Por fin, el sujeto de la ventanilla empezó a atender. Suspiré aliviada, sin saber que, a continuación, vendría lo peor. O lo mejor, cada cual lo puede ver como quiera.

Empezó a moverse la particular hilera y todo terminó de desvirtuarse: el que estaba casi último pasó a ser el segundo, el segundo pasó a ser el décimo. El que estaba tercero, supe tiempo después, apareció de nuevo en su casa. Empezaron a perderse pertenencias (una señora perdió su cartera) y no sólo eso, se empezaron a perder personas. Un vecino de mi cuadra, que estaba adelante mío, desapareció. Al día de hoy, su mujer aún lo busca. Lo reportó a la policía, a los medios de comunicación y cuanto medio se le cruzó, pero nada. Hay quienes dicen que se lo vio muy acaramelado con una blonda en un pueblo del interior, pero ese ya es otro tema.

En cada nuevo avance que hacíamos, sabíamos que algo se iba a modificar. Fue así que, a las dos horas, me encontré abrazada y a los besos con un muchacho que hacía un rato atrás estaba con su novia. En otra rebatida, tenía de la mano a un nene, que no paraba de decirme: —¿Mamá cuándo nos vamos? ¿Mamá falta mucho?

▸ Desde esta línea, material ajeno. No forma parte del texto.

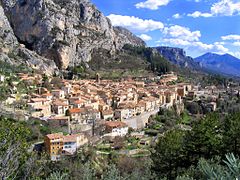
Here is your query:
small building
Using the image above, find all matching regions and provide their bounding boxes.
[101,110,114,120]
[105,121,128,136]
[0,75,5,83]
[44,133,88,161]
[52,89,65,99]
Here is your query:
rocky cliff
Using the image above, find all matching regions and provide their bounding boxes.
[0,6,56,75]
[154,46,200,69]
[1,0,145,69]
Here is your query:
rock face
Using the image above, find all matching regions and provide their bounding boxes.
[0,4,56,75]
[154,46,200,69]
[1,0,145,69]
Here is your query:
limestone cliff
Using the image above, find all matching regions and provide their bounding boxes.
[0,4,56,75]
[1,0,145,69]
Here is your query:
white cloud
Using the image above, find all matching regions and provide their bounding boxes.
[221,34,240,41]
[163,25,201,41]
[188,0,240,18]
[187,11,213,18]
[108,14,164,32]
[233,41,240,46]
[161,38,229,54]
[156,25,229,54]
[211,0,240,16]
[139,34,152,41]
[172,13,181,19]
[135,0,170,10]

Inclusive, en cierta ocasión, la fila avanzó tanto y tan confusamente que me hallé dentro de un consultorio, con chaquetilla, barbijo y espejito en mano, revisando la dentadura de un paciente.

Renegué de la mala suerte de no disponer del dinero suficiente como para hacerme atender en el ámbito privado y, ya estaba pensando en abandonar el recinto, cuando finalmente llegó mi turno. Salté de alegría, creía que jamás iba a alcanzarlo. El empleado tomó mis datos, firmé una planilla y me dijo que pasara directamente por el consultorio quince. Entre la muchedumbre pude distinguir el número y empecé a empujar para pasar. Después de horas de espera y caos, la gente estaba muy nerviosa y para nada amable, por lo cual me costó bastante arribar.

Al ver, frente a mí, la puerta que me separaba del odontólogo que me aguardaría impaciente —imaginaba yo—, volví a festejar. Algo insólito, no es común ver personas rebosando felicidad ante el hecho de pasar por el molesto torno.

Golpeé y pasé. Cuando hube entrado, no vi al profesional, ni a la silla donde uno debe sentarse, ni ninguna de esas cosas. Sólo vi más gente haciendo cola y al cabo de un instante, entendí dónde estaba. Volví al punto de partida, era la última de la fila.

Perdiendo totalmente los estribos, me puse a gritar que todo nos llevaba a la nada misma, que estábamos perdiendo el tiempo y que la culpa era nuestra por acomodarnos como lo hacíamos. Todos me miraron fijamente con ojos grandes, sorprendidos, pero al cabo de un instante volvieron a sus cosas. Como si jamás se hubiese pronunciado palabra alguna.